I am not an expert in wireless technology. So for a more complete picture, I will point you to examples in our paper that my coauthor has written. A brief summary will be that wireless transceivers have a variety of channels (frequency allocations) on which it can choose to communicate on. The channels are effected by \(h\), the fading. Generally, sending a more powerful signal will allow the message to be recieved with greater probability, though other transmitters might interfere as well. The goal is to allocate power to multiple transmitters across channels to maximize throughput while obeying a power constraint.
Reinforcement learning is a technique to solve Markov Decision Processes (MDP) when some part of the MDP is unknown. There are many great resources for an intro into reinforcement learning such as this book. I will abstain from adding one more slightly worse introduction.
We use policy gradient methods from Reinforcement Learning to find a good policy for wireless allocation. The policy is stochastic, and takes a measurement of the fading environment as input. The output is a distribution over power allocations, represented by the parameters of a truncated Gaussian.
Because we have a constrained problem, just applying policy gradient doesn’t work. Instead, we look at the dual problem. If you are unfamiliar with optimization and duality, this is a large topic to try to breach here. A high level overview is that optimization problems can be represented in a different (dual) form that may be easier to solve. This dual form takes the constraints of the original and puts it into the objective. The optimization is then done over Lagrange multipliers. One thing to note is that solving the dual problem is not always the same as solving the original problem. In the case of convex problems, they are the same. This paper shows that with large enough neural networks to represent the policy, the dual problem is almost the same as solving the original. The dual problem looks like this
$$max_\lambda min_\theta E_h[l(h, f_\theta(h))] + \lambda^T E_h[g(h, f_\theta(h))]\ s.t. \lambda \geq 0 $$
There is a maximization over the Lagrange multipliers, \(\lambda\), and a minimization over the parameters of the policy, \(\theta\). We can treat the Lagrangian (everything within the max-min) as a reward for policy optimizaiton.
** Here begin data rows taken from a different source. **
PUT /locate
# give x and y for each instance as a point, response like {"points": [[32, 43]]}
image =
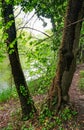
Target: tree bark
{"points": [[26, 101], [58, 93]]}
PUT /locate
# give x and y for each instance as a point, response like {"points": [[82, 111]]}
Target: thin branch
{"points": [[34, 30], [18, 13]]}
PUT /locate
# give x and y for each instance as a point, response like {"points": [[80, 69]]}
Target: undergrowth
{"points": [[81, 80], [6, 94]]}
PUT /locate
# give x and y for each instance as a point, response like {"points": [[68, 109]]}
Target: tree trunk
{"points": [[26, 101], [58, 93]]}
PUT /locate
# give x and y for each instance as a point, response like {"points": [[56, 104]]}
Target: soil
{"points": [[76, 97]]}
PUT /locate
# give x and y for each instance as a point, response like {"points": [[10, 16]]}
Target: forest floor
{"points": [[10, 113]]}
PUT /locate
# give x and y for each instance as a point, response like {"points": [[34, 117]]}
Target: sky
{"points": [[34, 22]]}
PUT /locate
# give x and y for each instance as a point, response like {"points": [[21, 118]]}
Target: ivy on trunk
{"points": [[58, 93]]}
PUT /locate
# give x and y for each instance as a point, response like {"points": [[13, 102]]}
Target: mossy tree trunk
{"points": [[26, 101], [58, 93]]}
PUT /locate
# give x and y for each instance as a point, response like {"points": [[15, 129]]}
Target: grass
{"points": [[7, 94], [81, 80]]}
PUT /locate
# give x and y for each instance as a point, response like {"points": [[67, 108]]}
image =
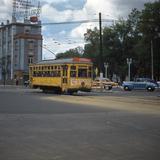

We can then interleave minimizations, by taking steps with the policy gradient, with maximizations with respect to the lagrange multipliers. This way of alternating optimizations is known as a primal-dual method, and is known method in optimization.
Fig. 1 shows the results of our experiments. We simulated wireless channels with noise, and compared some strategies with the learned policy. The x axis represents time. Our policy gets better with time as it learns from the accumulated experience. The strategies compared with are 1) random allocation, 2) equal power allocation, 3) WMMSE. WWMSE is a state-of-the-art method that requires a model of the capacity function (which our method does not have access to). We can do this in simulation, because we can choose a capacity function and give it to WWMSE. The graphs show that we can obtain comparable performance to WMMSE without having to model the capacity function.
This work shows that there is some promise in using Reinforcement Learning to optimize wireless power allocation. Since this paper’s publication, Mark has extended it to use graph neural networks.
Sutton, R. S., Barto, A. G. (2018 ). Reinforcement Learning: An Introduction. The MIT Press.